Par acte du 11 mai 2023, monsieur [B] [V] et madame [Z] [V], en qualité d’ayants droit de feu monsieur [D] [V], ont fait assigner la SCI GAELI en résolution de la vente pour défaut de paiement du paiement en application de la clause résolutoire figurant dans l’acte authentique.
Le 18 décembre 2023, le tribunal judiciaire de Bergerac a ouvert une procédure de redressement judiciaire à l’encontre de la SCI GAELI.
Suivant acte du 06 mars 2024, monsieur [B] [V] et madame [Z] [V] ont appelé à la cause la SELARL [O], représentée par Maître [S] [R] [O], es qualité de mandataire judiciaire de la SCI GAELI.

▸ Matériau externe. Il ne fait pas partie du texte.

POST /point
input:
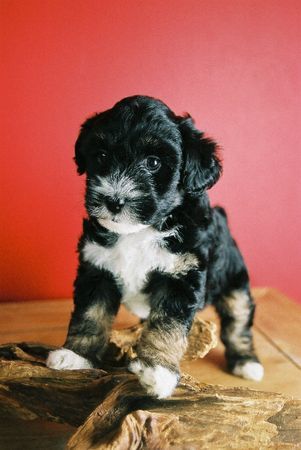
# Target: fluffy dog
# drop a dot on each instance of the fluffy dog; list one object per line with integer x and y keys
{"x": 153, "y": 243}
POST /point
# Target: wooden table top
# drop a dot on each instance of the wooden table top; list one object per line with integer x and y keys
{"x": 277, "y": 334}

Le juge de la mise en état, par ordonnance du 22 mars 2024, a ordonné la jonction de ces deux instances.
Dans leurs dernières écritures, la SCI GAELI et le mandataire judiciaire soulèvent deux fins de non-recevoir, la première à titre principal tirée de l’ouverture de la procédure de redressement judiciaire à l’encontre de la SCI GAELI, la seconde à titre subsidiaire tirée de la prescription de l’action en résolution.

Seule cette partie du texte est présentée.